We’re maintaining an internal list of primes that we’ve found. When we come across a potential candidate, we try to divide it by primes that we’ve already found. To cut down on the number of divides, we only go for numbers lower than the square root of the candidate.

Note the use of yield. As we call yield, this makes another value available in the iterator. You can see that this is an iterator that doesn’t end. Well, it will end - once the integer data type overflows.

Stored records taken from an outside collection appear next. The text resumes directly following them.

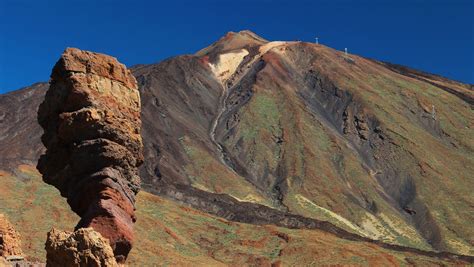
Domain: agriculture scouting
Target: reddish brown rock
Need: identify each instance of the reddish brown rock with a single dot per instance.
(91, 122)
(10, 244)
(83, 247)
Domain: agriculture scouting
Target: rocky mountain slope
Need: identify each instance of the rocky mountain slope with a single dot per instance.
(292, 134)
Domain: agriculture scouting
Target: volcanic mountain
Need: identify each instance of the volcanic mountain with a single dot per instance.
(290, 135)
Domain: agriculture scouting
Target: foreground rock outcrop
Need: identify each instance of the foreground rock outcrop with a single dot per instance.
(10, 244)
(84, 247)
(91, 121)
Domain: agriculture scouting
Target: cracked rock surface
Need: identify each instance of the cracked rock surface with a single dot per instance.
(91, 121)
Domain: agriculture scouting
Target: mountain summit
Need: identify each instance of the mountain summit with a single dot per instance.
(299, 136)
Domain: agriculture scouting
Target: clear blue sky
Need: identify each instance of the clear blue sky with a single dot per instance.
(434, 36)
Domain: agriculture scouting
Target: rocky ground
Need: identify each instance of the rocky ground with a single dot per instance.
(291, 134)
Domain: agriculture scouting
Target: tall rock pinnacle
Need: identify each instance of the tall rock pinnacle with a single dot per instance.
(91, 121)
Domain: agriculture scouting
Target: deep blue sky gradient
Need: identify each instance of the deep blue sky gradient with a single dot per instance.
(435, 36)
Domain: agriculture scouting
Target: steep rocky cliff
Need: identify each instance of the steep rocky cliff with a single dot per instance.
(293, 134)
(91, 121)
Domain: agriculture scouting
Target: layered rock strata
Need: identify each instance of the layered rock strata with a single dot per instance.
(91, 121)
(10, 244)
(84, 247)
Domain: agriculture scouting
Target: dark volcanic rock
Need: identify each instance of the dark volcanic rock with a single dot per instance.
(91, 122)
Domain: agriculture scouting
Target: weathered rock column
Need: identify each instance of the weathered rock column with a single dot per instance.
(91, 122)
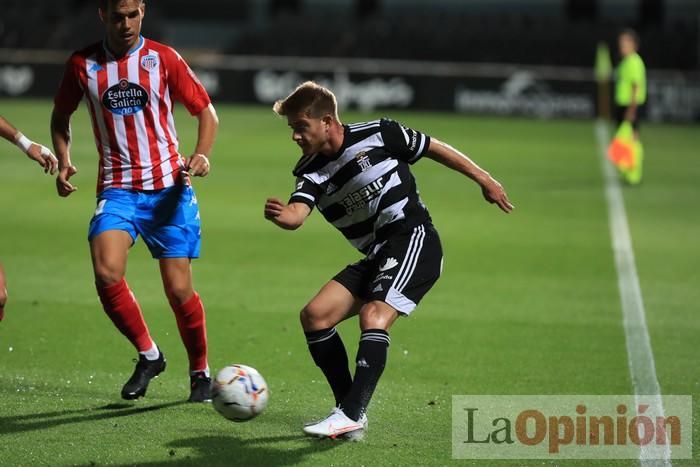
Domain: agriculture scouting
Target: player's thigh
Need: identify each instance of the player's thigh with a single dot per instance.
(109, 250)
(331, 305)
(177, 279)
(408, 267)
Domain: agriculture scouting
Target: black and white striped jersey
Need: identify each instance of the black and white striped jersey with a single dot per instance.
(366, 190)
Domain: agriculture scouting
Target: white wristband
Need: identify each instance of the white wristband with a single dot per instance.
(23, 142)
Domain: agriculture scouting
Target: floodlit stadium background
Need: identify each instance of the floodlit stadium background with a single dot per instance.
(529, 303)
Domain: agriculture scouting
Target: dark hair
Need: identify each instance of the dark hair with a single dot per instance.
(107, 3)
(632, 34)
(309, 98)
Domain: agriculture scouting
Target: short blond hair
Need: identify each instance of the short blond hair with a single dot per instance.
(310, 99)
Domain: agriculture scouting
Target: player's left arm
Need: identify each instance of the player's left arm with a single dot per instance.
(631, 112)
(35, 151)
(198, 162)
(450, 157)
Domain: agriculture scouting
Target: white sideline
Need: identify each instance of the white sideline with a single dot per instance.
(639, 354)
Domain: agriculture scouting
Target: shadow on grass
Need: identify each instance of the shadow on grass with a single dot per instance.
(229, 450)
(42, 420)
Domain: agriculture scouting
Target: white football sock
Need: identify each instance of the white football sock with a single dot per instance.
(205, 371)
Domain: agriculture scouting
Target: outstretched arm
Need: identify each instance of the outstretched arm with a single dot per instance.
(287, 216)
(450, 157)
(60, 134)
(198, 162)
(35, 151)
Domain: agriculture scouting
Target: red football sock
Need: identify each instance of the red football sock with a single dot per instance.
(193, 331)
(120, 305)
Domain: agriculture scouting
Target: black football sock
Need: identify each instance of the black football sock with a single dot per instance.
(371, 359)
(329, 354)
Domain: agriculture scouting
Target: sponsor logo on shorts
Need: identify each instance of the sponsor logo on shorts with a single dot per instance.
(383, 277)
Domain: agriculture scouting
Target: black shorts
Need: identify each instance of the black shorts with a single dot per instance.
(621, 110)
(399, 272)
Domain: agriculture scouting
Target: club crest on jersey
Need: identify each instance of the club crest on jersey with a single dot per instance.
(149, 62)
(363, 161)
(125, 98)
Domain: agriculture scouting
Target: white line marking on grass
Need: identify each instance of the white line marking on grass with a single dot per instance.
(639, 354)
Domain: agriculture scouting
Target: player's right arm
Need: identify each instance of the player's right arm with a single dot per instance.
(287, 216)
(35, 151)
(69, 94)
(61, 136)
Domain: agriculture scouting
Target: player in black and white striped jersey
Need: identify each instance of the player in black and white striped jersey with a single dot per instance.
(358, 177)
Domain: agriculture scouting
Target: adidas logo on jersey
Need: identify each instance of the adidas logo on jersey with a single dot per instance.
(389, 264)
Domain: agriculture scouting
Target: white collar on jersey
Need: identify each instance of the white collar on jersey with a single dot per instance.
(135, 49)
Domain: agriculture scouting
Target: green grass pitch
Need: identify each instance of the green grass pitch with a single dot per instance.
(528, 303)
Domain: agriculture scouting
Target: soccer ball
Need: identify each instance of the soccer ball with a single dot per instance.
(239, 393)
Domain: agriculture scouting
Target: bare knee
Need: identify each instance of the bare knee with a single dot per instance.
(377, 315)
(178, 294)
(314, 317)
(107, 273)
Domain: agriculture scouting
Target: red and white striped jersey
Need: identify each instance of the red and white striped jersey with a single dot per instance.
(130, 100)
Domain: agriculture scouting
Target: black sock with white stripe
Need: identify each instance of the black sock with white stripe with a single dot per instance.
(371, 360)
(329, 354)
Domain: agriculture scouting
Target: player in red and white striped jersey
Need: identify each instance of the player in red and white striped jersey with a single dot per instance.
(130, 84)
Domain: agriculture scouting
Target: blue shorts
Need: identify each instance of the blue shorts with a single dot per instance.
(168, 219)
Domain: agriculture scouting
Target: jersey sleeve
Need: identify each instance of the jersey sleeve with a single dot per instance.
(402, 142)
(70, 91)
(305, 192)
(184, 85)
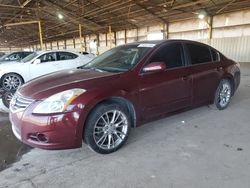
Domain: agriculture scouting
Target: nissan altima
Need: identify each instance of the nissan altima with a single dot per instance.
(100, 102)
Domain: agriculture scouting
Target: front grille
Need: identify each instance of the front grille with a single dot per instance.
(19, 103)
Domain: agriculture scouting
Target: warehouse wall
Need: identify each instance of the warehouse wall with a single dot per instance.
(230, 35)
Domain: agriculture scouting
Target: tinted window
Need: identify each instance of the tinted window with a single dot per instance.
(170, 54)
(48, 57)
(215, 55)
(14, 56)
(66, 56)
(199, 54)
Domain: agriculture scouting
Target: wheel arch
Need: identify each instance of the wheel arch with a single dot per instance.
(230, 78)
(121, 101)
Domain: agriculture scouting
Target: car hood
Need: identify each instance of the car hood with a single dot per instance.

If we were using a data type that wasn’t susceptible to this type of overflow, we’d only be limited by the amount of memory in the machine.

Iterating

So, we’ve created what appears to be an infinite list. Testing it out in the REPL:

>>> ps = primes()
>>> ps
<generator object primes at 0x7fa1396e8af0>
>>> ps.next()
2
>>> ps.next()
3
>>> ps.next()
5
>>> ps.next()
7
>>> ps.next()
9
>>> ps.next()
11

ps is the generator, and we’re able to call the next function on it. As we do that, we progress through the iterator. We can start to work with ps now as if it were any other iterator.

Using a list comprehension, we can find the first 10 primes:

>>> ps = primes()
>>> [ps.next() for _ in xrange(1, 10)]
[2, 3, 5, 7, 9, 11, 13, 15, 17]

Using itertools we can get all of the prime numbers under 100:

>>> import itertools
>>> list(itertools.takewhile(lambda x: x < 100, primes()))
[2, 3, 5, 7, 9, 11, 13, 15, 17, 19, 23, 25, 29, 31, 35, 37, 41, 43, 47, 49, 53, 59, 61, 67, 71, 73, 79, 83, 89, 97]

yield allows you to make generators which are the potential to create values, as opposed to the values themselves. It’s not until you start to iterate over the generator that the values start to materialise.